Now, keep in mind that I ran this site for five years at AOL and UCI, making no effort to hide it. Within a month of setting up my own domain name, suddenly the lawyers were after me? It seemed too much of a coincidence.
Even today, there are still pages on the net that link to "Les Mis: The Complete Multilingual Libretto." (Of course, many of them are Geocities sites that haven't been updated since 1997, or exported bookmarks files languishing on some university server.) And I still get the occasional request for lyrics by email.
Seriously!
I disagree. Ask Slashdot used to be specific questions about a technology or how to go about something. Lately, however, it's been one question after another that goes:
"I'm working on this project that will be able to do X? How do I do it?"
There's a big difference between learning how to do something and asking somebody else to figure it out for you.
Don't get sued by the RIAA, many a lyrics website has been taken down for copyright infringement.
Advice for Building a Multi-Platform Lyrics Database?
Try not to get sued.
Actually, it is the NMPA (National Music Publishers' Association) and the publishing companies, who shut down the lyrics databases. The RIAA has no jurisdiction over the use of lyrics.
If you want to start such a database, my advice would be to lay the groundwork for it, software-wise. Then, contact the publishers to get lyric reprint licenses. It would be nice to say that the publishers would be happy to provide you with such licenses, but chances are they would be difficult to obtain, since you are not actually making a recording with said lyrics attached.
To find out who owns the publishing rights (and therefore lyric reprint rights) to songs, at least in the U.S. you can search databases like ascap.com and bmi.com. You will find out quickly that the major music groups, i.e. Warner Brothers, EMI, Sony/BMG, and Universal, own a vast majority of these rights. ASCAP and BMI will provide you with contact information for the publishers.
In short, get the licenses, or at least investigate how much it would cost to do so before you start such an undertaking. Chances are it will be more than you expected, but a lot less that court costs when you get sued for copyright infringement. Don't say I didn't warn you.

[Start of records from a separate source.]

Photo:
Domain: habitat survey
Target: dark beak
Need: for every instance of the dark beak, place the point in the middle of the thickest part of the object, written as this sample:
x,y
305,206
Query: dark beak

You mention open source. What about the lyrics themselves? If you are the single provider of that CD or DVD, I don't care if the programs are open source or not. All I care about is that the data is in an open format so I can code against it myself. Closed-format content is useless to me.
That's easy: a song in Russian with one author from Latvia. You won't be able to write author's name in Latvian.
Besides, there are about 6 Russian codepages: Win1251, KOI8-R, CP866, ISO, MacCyr, GOST-Cyr. What codepage are you going to use?